6 Sample QC

Caution

These materials are still under development

Learning objectives

List metrics that can be used for sample-level quality control and filtering.
Use PLINK to calculate genotype call rates, heterozygosity, discordant sex and sample relatedness.
Analyse quality metric results in R and assess the need for filtering in downstream analyses.
Discuss how these quality metrics are impacted by population structure.

6.1 Per-sample metrics

Similarly to what we did for variants, we also investigate quality issues in our samples.
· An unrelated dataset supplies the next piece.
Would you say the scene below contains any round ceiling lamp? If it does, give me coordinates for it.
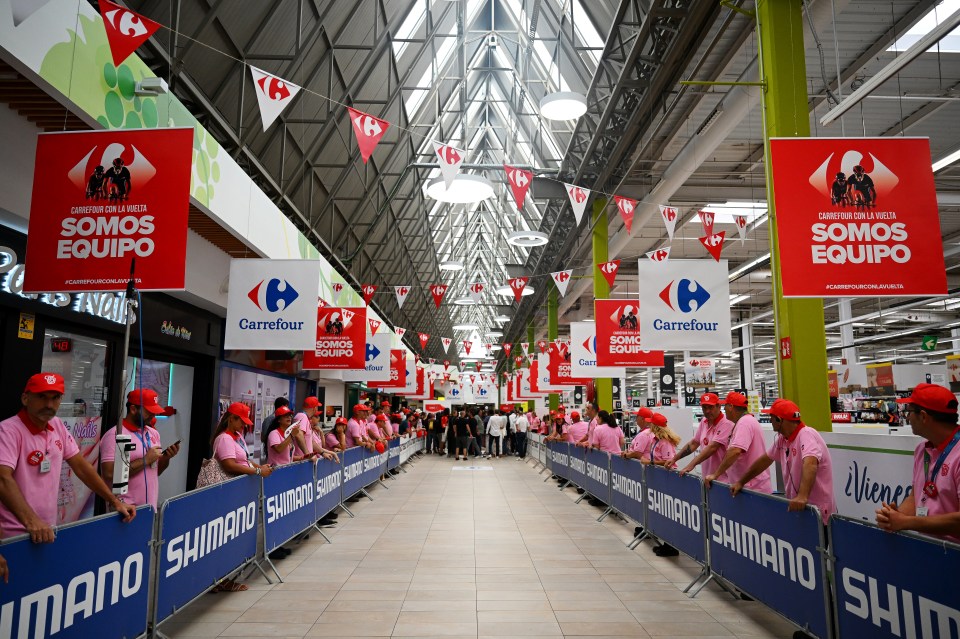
[540,91,587,120]
[424,173,493,204]
[507,231,550,248]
We will consider the following metrics for each sample:

Call rate: Fraction of missing genotypes. Variants with a high fraction of missing data may indicate overall low quality for that sample and thus be removed from downstream analysis.
Heterozygosity: The fraction of SNVs that are heterozygous in a given sample. We expect most individuals to have a mixture of both homozygous and heterozygous SNVs. Outliers may indicate genotyping errors.
Relatedness: Individuals who are related to each other (e.g. siblings, cousins, parents and children) may affect the association test results and create false positive hits. It is therefore good to assess if there are potential close family members before proceeding.
Discordant sex: In humans, we expect males to have only one X chromosome and thus no heterozygous variants, while the converse is true for females. This expectation can be used to identify potential mis-matches and correct them before proceeding.
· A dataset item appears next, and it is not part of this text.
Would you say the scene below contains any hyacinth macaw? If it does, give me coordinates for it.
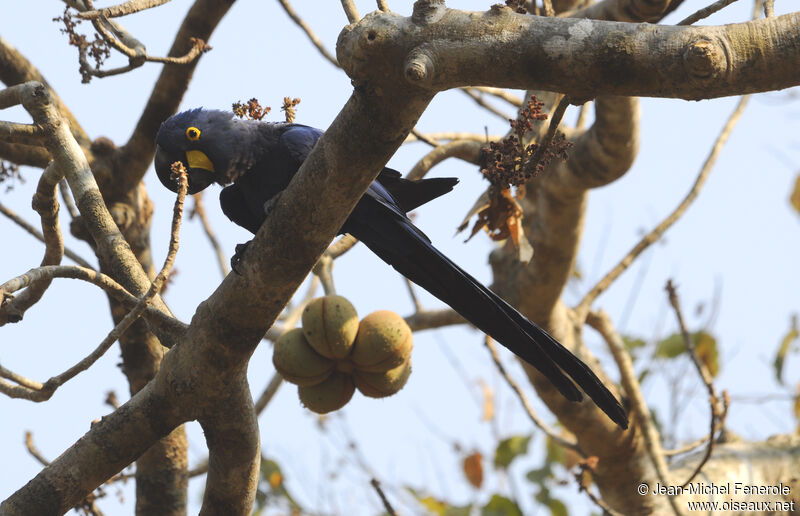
[155,109,628,428]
We will cover each of these below.

Set up your R session

If you haven’t done so already, start an R session with the following packages loaded:

# load the libraries
library(tidyverse) # data manipulation
library(patchwork) # to compose plots
library(janitor)   # to clean column names
theme_set(theme_minimal()) # change default ggplot2 theme

6.2 Call rates

Similarly to what we did for variants, we can calculate how many missing genotypes each individual sample has. This can then be used to assess the need to exclude samples from downstream analyses.
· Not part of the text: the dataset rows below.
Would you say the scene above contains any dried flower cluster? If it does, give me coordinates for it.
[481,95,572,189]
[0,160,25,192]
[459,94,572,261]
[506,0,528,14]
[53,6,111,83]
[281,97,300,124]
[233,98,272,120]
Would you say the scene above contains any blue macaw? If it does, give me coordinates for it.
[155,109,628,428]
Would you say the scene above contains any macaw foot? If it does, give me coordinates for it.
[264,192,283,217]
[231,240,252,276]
There are no set rules as to what constitutes a “good call rate”, but typically we may exclude samples with greater than ~5% of missing genotypes. This threshold may vary, however, depending on the nature of data you have.

As we saw before, the option --missing generates missingness files for both samples and variants, so we don’t need to re-run the PLINK command. However, here it is as a reminder:

plink2 \
  --pfile data/plink/1000G_subset \
  --out results/1000G_subset \
  --missing

For the sample missingness report the file extension is .smiss, which we can import into R as usual:

smiss <- read_tsv("results/1000G_subset.smiss") |> 
  clean_names(replace = c("#" = ""))
  
# inspect the table
head(smiss)

# A tibble: 6 × 6
  iid     super_pop population missing_ct  obs_ct    f_miss
  <chr>   <chr>     <chr>           <dbl>   <dbl>     <dbl>
1 HG00097 N         N                   0 4467560 0        
2 HG00107 N         N                 104 4474704 0.0000232
3 HG00108 N         N                  96 4474704 0.0000215
4 HG00109 N         N               35707 4474704 0.00798  
5 HG00110 N         N                   0 4467560 0        
6 HG00111 N         N                   0 4467560 0

We can tabulate how many samples have missing genotypes:

table(smiss$missing_ct > 0)


FALSE  TRUE 
  408   629

Around 61% of our samples have missing data in at least one of the variants.

For those samples with some missing data, we can check the distribution of the fraction of missing genotypes:

smiss |> 
  filter(f_miss > 0) |> 
  ggplot(aes(f_miss)) +
  geom_histogram()

From this distribution it seems that most individuals have a low fraction of missing genotypes, indicating no problematic samples.

A filter is probably not even necessary in this case, as no sample seems to have more than 5% missing data. In any case, individuals with high rates of missing data, e.g. using the 5% threshold, can be excluded using PLINK’s option --mind 0.05.

6.3 Heterozygosity and inbreeding

Another useful metric to assess issues with sample quality is to look at the fraction of variants that are heterozygous, or conversely what the inbreeding coefficient of each individual is. In general, we expect an individual to have both homozygous and heterozygous genotypes. Individuals with high heterozygosity may represent poor quality samples (e.g. contaminated samples composed of a mixture of DNA from two individuals). Conversely, individuals with high homozygosity may indicate inbreeding, which can impact the balance of allele frequencies in the population (as discussed in the Hardy-Weinberg equilibrium section) and potentially bias the results of our association tests.

There isn’t necessarily a clear value, but within a population we should expect the distribution of heterozygosity to be consistent across individuals. If an individual is an outlier (e.g. with too many homozygous or heterozygous sites), then we may infer some quality issues may have ocurred with that sample.

PLINK can calculate per-sample heterozygosity rates using the option --het:

plink2 \
  --pfile data/plink/1000G_subset \
  --out results/1000G_subset \
  --extract results/1000G_subset.prune.in \
  --geno 0.05 --maf 0.01 --mind 0.05 \
  --het

In this command we also apply the variant filters defined in the variant QC section. Namely, retaining genotypes and samples with a call rate of at least 95% (--geno 0.05 --mind 0.05) and minor allele frequency of at least 1% (--maf 0.01). And use the --extract option to only include uncorrelated variants, obtained by LD prunning.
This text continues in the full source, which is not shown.